The College of Engineering for the first time has five faculty members who have been awarded National Science Foundation’s (NSF) Faculty Early Career Development (CAREER) grants. Four of the recipients of the five-year grants, Lauren B. Andrews, Peter J. Beltramo, Jungwoo Lee and Sarah L. Perry, are assistant proferssors in chemical engineering, while Xian Du is an assistant professor in mechanical and industrial engineering.

Sanjay Raman, dean of the College of Engineering, welcomed news of the grants. “These awards are a testimony to the remarkable potential of these early-career UMass engineering faculty,” he says. “They are also the product of strong faculty development programs at the college and university levels, and outstanding mentorship by colleagues across the college. We look forward to the impactful research and educational innovations of these rising stars in emerging areas such as therapeutics and vaccine development, tissue engineering, biomanufacturing, biosensors and flexible electronics.”

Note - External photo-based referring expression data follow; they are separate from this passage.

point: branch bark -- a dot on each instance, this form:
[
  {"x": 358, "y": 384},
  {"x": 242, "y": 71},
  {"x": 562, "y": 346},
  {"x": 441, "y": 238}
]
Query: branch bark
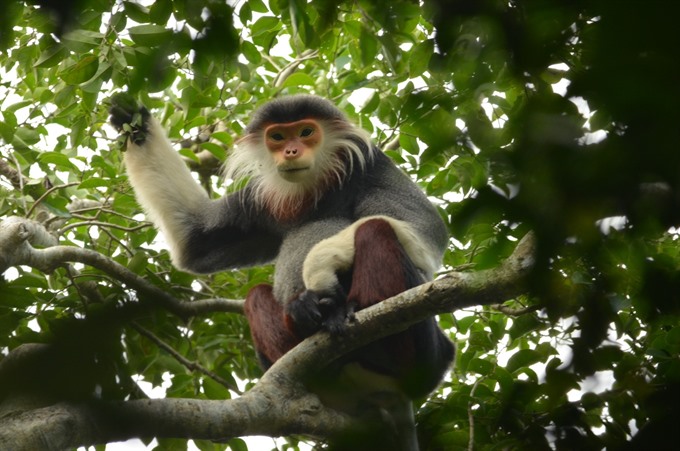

Du is the principal investigator on a $571,655 grant that focuses on improvements in roll-to-roll soft lithography. He is establishing a learning-based modeling method that guides the design and control of continuous microcontact printing processes and investigates continuous pattern formation mechanisms.

Andrews, the Marvin and Eva Schlanger Faculty Fellow in chemical engineering, will do researchstudying how communities of bacteria can be engineered to have coordinated behaviors. This will have numerous applications in biomanufacturing, cell-based therapies, and medical diagnostics. Andrews’s $589,060 grant will fund research into developing a new approach for effectively programming how cells in a bacterial community work together in a predictive and highly controllable way.

Beltramo’s $592,332 grant will support his work on understanding the interplay between lipid composition and biomolecule transport in biological membranes. This is fundamental research that could enable the development of such breakthroughs as advanced drug delivery systems, biosensors, and other biomimetic materials.

Lee says his $549,710 grant will fund research that could lead to a greater understanding through which bone remodeling and blood forming processes are functionally coupled in porus, or trabecular bone cavities, by creating tissue engineered stem cell bone marrow models.

Perry’s $657,920 grant will fund a study of a groundbreaking new approach to protein stabilization based on nature-inspired strategies. Her research has the ultimate goal of boosting the accessibility of vaccines and other therapeutics, especially in developing countries, and extending the reach of temperature-stable proteins to sensing and catalysis applications.